DNS (Domain Name System)

DNS is the hierarchical naming system that translates human-readable domain names into IP addresses that computers use to identify network resources.

What to Know

DNS is foundational to all network connectivity, including MDM operations. Devices must resolve DNS queries for the MDM server URL, Apple’s APNs gateways, software update servers, App Store domains, and countless other services. DNS failures prevent enrollment, block command delivery, and disable software updates. Misconfigured DNS can cause intermittent connectivity issues that are difficult to diagnose, as failures may appear inconsistent depending on which DNS server responds to queries.

In corporate environments, DNS settings are typically deployed via configuration profiles to ensure devices use internal DNS servers capable of resolving both internal resources and external services. Split DNS configurations enable devices to access internal file servers while still reaching public internet services. DNS filtering and security services (like Cisco Umbrella or Cloudflare Gateway) are often enforced at the DNS layer to block malicious domains.

Common Scenarios

Enterprise IT: Corporate devices receive DNS settings via MDM profiles that direct queries to internal DNS servers. IT must ensure these servers can resolve both internal hostnames (file servers, print servers) and external domains (apple.com, MDM server URLs, cloud services). Split-horizon DNS configurations allow the same hostname to resolve differently inside vs. outside the corporate network. DNS troubleshooting is often the first step when devices cannot enroll or check in with MDM.

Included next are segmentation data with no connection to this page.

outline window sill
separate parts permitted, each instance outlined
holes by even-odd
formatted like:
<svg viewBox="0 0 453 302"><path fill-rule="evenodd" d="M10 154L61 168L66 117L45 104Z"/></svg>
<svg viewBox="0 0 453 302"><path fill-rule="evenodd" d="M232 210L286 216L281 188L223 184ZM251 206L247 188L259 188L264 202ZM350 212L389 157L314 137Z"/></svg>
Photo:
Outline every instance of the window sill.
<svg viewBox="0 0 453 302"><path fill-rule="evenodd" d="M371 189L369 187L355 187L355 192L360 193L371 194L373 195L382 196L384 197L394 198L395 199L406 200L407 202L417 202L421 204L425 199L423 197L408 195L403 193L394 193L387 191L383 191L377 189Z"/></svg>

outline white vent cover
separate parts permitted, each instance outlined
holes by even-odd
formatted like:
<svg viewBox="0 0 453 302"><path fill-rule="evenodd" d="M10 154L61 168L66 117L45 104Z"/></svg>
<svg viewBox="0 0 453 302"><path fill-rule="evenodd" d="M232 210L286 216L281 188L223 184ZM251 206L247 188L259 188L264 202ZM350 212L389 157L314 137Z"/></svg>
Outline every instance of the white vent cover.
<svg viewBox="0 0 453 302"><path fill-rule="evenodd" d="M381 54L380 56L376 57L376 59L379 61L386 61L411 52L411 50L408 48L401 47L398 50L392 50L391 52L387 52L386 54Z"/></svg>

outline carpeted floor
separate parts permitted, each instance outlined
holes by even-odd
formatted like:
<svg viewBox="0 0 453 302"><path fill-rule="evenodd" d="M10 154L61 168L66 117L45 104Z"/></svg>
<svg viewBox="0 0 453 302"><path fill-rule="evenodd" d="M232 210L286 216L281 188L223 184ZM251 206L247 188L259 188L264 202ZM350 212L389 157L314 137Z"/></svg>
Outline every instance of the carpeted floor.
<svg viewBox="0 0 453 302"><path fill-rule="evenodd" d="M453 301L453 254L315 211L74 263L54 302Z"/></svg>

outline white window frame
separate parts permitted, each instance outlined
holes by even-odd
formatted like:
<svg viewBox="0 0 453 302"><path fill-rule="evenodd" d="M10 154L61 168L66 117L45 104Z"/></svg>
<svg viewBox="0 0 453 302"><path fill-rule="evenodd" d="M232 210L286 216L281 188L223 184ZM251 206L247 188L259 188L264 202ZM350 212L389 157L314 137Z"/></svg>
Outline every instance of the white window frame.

MSP: MSPs managing remote workforces must balance client DNS requirements with public DNS availability. Devices outside corporate networks may use public DNS (8.8.8.8, 1.1.1.1) while VPN-connected devices use client internal DNS. MSPs should monitor DNS resolution failures as a leading indicator of network or MDM connectivity issues, and document client-specific DNS dependencies for internal resources.

Education: School networks often implement aggressive DNS filtering to comply with CIPA requirements, blocking inappropriate content at the DNS layer. Education IT must ensure filtering policies don’t inadvertently block Apple services required for MDM, software updates, or classroom apps. Student devices on guest Wi-Fi or home networks bypass school DNS, requiring device-level content filtering rather than network-level DNS blocking.

In Addigy

Addigy allows admins to deploy DNS configuration profiles that specify custom DNS servers for managed devices. Addigy provides visibility into network configuration states, helping identify devices with DNS misconfigurations that may be preventing MDM check-ins. When troubleshooting enrollment or connectivity issues, Addigy support teams often recommend verifying DNS resolution for key domains as an early diagnostic step.

Administrators can configure DNS settings within network payloads and deploy them to specific device groups or policies, enabling different DNS configurations for office vs. remote devices. Addigy’s device facts collection includes network configuration details that can reveal DNS server assignments and aid in troubleshooting connectivity problems.